Well, despite our fondness for all things traditional, today's media landscape has changed and with it the way we consume television and media. More and more people are moving away from the way they used to watch TV and are "cutting the cord." Which, for those of you who don't know, means watching TV via a streaming service such as Netflix, or Huly, or Sling TV.
According to Variety, by the end of last year 22 million people will have ditched cable and satellite TV for streaming, "up 33% from 16.7 million in 2016." The website TechCrunch agrees: "cord cutting is accelerating at a pace faster than previously estimated."
In addition, TechCrunch points to something that I didn't even know was a thing: cord-nevers. These are the people who have never (and will never) subscribed to cable or satellite TV. They estimate there are over 34 million of those in America. And when you combine those two together, "there will be 56.6 million U.S. non-pay TV viewers this year," said TechCrunch," said Sarah Perez of TechCrucnh.
That means almost half (44%) of adults in America have cut the cord, or didn't get it in the first place. And apparently, as traditional as Sioux Falls and South Dakota may think it is, we're no different than the rest of the country.
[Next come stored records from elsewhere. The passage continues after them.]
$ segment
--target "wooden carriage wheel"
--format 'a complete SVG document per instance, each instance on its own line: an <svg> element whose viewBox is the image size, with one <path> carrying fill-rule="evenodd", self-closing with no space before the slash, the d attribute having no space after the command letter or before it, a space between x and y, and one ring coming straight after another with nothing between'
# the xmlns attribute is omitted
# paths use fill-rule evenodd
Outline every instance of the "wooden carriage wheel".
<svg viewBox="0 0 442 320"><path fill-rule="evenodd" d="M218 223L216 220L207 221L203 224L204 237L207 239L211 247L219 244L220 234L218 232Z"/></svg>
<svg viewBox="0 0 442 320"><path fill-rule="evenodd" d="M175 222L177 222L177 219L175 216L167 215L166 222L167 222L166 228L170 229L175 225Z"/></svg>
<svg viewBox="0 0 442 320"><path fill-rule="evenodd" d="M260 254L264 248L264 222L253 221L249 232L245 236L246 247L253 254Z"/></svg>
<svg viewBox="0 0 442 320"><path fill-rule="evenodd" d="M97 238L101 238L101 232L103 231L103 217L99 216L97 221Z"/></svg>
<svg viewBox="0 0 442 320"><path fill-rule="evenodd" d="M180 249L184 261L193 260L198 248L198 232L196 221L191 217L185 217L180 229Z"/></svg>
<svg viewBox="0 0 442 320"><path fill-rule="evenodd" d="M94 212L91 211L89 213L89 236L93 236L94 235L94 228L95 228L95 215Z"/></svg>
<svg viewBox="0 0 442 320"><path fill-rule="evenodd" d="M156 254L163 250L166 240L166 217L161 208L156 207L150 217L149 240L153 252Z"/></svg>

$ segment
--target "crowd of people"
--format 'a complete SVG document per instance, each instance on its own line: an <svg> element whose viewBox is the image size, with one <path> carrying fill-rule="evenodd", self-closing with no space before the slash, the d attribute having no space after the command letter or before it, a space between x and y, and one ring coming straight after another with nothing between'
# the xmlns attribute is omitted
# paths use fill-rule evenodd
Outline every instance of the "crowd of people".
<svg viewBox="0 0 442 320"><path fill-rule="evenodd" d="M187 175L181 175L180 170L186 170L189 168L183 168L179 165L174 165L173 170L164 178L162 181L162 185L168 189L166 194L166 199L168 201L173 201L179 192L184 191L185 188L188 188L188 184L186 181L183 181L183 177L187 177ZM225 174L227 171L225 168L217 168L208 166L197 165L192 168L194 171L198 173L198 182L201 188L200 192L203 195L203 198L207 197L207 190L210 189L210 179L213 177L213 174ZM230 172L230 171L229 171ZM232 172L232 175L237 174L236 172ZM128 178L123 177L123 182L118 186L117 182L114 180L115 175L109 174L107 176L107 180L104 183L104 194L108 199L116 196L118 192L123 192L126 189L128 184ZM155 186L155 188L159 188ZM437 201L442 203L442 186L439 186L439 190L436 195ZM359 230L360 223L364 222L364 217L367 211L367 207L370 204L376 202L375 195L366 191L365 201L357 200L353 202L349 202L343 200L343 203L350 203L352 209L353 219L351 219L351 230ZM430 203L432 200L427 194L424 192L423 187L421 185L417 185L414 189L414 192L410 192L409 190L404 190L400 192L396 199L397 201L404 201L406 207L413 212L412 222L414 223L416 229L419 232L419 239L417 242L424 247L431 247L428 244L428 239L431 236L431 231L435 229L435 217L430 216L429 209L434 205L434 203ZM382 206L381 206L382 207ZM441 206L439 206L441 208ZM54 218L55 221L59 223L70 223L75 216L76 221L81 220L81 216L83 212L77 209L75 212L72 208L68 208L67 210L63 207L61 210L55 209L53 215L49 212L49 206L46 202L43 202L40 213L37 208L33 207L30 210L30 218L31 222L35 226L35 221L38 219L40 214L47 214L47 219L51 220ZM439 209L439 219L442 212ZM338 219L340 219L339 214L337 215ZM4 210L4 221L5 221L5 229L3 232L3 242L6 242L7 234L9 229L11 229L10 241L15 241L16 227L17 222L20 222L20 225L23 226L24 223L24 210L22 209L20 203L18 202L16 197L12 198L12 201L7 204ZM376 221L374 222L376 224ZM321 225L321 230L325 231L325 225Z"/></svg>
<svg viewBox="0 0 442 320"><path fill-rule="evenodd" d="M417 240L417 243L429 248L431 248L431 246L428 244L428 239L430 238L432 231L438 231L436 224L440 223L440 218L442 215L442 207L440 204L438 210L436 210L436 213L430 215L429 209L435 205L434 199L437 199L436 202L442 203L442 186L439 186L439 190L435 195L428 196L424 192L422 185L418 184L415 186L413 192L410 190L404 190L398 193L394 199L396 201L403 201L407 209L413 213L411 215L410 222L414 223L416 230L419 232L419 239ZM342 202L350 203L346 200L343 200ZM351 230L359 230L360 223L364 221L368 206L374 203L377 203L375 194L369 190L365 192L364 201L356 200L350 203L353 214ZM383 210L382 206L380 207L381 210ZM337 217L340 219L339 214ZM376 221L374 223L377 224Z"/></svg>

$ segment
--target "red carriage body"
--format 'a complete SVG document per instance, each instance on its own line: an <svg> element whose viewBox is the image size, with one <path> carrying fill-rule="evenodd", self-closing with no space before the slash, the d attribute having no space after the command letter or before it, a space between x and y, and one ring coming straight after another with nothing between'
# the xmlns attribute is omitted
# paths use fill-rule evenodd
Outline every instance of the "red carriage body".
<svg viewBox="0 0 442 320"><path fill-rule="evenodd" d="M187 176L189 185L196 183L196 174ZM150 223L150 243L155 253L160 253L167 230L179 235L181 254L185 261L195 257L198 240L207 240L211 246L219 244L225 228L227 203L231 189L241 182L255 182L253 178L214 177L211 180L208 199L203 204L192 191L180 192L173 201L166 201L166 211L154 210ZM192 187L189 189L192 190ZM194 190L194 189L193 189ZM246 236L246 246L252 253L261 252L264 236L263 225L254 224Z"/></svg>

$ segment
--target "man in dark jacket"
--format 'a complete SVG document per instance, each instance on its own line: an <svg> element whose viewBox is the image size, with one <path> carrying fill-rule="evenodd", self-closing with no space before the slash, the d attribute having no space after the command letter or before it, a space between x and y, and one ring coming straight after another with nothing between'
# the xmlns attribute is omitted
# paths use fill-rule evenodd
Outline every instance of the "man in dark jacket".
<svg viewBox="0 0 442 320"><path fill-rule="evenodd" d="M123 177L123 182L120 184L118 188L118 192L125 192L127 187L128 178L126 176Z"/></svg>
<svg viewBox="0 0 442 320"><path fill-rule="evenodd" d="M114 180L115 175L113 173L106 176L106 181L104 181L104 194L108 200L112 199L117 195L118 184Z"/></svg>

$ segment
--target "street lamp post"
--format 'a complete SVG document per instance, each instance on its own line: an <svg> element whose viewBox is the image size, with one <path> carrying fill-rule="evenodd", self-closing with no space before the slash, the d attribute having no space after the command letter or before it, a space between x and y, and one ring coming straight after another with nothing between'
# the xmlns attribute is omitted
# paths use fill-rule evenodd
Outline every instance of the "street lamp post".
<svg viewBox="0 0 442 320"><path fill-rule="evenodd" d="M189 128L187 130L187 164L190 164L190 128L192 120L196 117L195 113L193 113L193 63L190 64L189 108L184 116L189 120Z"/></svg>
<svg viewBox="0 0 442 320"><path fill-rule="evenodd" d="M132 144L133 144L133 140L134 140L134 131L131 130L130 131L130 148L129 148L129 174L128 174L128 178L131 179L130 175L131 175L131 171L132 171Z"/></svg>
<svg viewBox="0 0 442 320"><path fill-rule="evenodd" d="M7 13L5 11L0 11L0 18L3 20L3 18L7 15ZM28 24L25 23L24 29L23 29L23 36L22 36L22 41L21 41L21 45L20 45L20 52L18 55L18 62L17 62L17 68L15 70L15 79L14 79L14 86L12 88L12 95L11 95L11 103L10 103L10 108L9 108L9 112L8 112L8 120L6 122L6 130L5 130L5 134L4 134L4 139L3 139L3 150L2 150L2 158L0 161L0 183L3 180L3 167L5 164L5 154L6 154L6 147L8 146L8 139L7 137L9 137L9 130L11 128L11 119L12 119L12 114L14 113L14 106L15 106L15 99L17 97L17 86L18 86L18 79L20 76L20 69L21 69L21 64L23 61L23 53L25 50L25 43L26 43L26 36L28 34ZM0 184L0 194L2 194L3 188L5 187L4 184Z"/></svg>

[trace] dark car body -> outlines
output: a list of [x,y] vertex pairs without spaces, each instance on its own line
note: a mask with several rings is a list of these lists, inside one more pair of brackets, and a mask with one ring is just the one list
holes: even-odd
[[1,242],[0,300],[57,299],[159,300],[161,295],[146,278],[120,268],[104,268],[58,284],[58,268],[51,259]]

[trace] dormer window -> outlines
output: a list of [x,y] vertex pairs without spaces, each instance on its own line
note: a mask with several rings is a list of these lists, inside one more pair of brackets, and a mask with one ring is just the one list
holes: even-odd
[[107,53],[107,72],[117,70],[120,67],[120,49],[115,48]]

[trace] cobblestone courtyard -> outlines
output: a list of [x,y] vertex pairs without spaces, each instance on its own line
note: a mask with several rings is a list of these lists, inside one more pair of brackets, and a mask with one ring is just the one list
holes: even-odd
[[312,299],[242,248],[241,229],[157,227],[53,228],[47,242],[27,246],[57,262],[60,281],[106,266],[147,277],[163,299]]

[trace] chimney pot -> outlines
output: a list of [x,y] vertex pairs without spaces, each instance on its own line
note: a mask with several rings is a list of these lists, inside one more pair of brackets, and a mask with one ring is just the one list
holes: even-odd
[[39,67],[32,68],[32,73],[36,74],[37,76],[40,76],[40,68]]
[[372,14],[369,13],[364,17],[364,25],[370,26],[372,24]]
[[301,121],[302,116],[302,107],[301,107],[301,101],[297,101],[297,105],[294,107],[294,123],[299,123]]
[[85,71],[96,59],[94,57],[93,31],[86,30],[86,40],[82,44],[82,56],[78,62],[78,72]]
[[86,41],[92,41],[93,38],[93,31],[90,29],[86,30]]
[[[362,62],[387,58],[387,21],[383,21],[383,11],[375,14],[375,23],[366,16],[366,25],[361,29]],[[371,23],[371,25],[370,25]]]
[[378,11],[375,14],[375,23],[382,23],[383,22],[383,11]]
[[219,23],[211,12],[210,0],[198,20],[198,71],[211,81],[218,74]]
We conducted an unscientific poll and asked people how many of them use streaming media vs. broadcast/cable (didn't think to ask if they had never set up the cord in the first place, but again, didn't know that was a thing) and a whopping 75% said they streamed their media.
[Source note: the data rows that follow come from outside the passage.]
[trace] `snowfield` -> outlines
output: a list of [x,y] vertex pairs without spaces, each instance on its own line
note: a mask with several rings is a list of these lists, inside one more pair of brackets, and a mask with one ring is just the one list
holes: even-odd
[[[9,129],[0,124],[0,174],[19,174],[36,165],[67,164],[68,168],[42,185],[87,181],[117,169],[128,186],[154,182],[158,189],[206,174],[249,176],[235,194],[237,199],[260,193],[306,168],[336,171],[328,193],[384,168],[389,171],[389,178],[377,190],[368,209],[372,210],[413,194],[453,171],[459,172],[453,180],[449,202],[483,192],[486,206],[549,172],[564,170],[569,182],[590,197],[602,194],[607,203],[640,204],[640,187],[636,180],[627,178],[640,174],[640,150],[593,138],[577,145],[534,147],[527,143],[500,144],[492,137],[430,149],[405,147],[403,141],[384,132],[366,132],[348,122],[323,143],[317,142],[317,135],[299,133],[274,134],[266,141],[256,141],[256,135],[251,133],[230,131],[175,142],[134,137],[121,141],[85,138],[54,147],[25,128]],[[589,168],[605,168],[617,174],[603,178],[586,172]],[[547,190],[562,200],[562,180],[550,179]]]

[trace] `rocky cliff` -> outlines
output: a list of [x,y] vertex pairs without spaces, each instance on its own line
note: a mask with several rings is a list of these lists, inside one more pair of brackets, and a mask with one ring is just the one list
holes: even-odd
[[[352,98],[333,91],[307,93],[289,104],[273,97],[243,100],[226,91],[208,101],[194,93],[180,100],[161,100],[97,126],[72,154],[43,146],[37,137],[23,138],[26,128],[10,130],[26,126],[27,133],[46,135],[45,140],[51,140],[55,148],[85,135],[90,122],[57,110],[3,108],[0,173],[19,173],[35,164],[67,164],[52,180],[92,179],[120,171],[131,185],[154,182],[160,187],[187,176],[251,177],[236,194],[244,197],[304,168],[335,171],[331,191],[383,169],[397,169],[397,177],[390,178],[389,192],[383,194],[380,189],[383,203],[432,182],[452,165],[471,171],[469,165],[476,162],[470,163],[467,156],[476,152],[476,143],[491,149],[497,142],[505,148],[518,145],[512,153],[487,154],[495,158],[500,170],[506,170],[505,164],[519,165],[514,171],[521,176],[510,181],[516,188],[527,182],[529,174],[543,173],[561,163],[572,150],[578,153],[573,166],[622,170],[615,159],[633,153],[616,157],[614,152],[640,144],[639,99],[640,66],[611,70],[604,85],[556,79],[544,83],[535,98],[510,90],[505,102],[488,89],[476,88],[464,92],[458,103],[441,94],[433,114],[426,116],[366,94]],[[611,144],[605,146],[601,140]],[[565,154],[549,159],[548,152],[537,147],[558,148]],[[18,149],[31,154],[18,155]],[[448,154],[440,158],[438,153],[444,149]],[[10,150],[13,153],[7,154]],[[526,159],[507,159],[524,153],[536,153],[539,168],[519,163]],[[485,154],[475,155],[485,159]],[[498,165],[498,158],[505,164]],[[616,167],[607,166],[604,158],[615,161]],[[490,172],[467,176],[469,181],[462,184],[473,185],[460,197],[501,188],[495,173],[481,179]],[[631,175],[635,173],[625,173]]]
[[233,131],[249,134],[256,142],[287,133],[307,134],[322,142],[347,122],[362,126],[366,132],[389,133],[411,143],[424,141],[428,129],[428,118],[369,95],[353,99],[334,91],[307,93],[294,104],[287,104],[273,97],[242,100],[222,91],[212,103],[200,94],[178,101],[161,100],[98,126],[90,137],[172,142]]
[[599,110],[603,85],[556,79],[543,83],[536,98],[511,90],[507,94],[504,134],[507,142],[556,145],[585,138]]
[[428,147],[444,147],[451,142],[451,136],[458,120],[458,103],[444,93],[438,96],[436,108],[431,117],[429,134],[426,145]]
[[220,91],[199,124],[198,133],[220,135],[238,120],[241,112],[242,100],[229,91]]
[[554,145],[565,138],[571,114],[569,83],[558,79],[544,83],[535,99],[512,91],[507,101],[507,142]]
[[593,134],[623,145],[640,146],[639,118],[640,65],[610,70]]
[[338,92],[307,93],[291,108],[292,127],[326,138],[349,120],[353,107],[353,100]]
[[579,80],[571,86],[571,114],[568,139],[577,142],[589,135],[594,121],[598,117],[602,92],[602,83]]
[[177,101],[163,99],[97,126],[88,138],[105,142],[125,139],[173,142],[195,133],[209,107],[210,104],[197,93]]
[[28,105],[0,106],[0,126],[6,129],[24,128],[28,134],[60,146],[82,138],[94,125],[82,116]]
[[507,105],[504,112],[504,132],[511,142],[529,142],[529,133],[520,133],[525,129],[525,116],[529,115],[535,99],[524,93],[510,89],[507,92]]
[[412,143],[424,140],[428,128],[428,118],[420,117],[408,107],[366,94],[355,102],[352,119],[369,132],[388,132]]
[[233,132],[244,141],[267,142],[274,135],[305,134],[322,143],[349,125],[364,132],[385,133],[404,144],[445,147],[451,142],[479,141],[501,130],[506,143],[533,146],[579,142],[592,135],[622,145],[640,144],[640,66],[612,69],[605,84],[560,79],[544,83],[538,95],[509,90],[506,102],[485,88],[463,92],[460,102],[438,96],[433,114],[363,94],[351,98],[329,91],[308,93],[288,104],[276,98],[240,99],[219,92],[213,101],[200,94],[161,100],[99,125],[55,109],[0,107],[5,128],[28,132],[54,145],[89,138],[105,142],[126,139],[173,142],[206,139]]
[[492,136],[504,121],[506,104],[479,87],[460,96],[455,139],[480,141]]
Now, this poll was conducted online and was a fairly small sample, which probably swayed the results a bit, but it does show where the state is going. Our stations that skewed older tended to lean more towards broadcast and cable, but our younger-skewing stations went streaming by even bigger margin.
Personally, I'm in the middle. I still have cable (which I pay WAYYYY too much for - thanks MidCo), but I also have an Amazon Fire TV Stick and catch my self using that more and more. Maybe I need to think about getting out the scissors. Are you listening MidCo?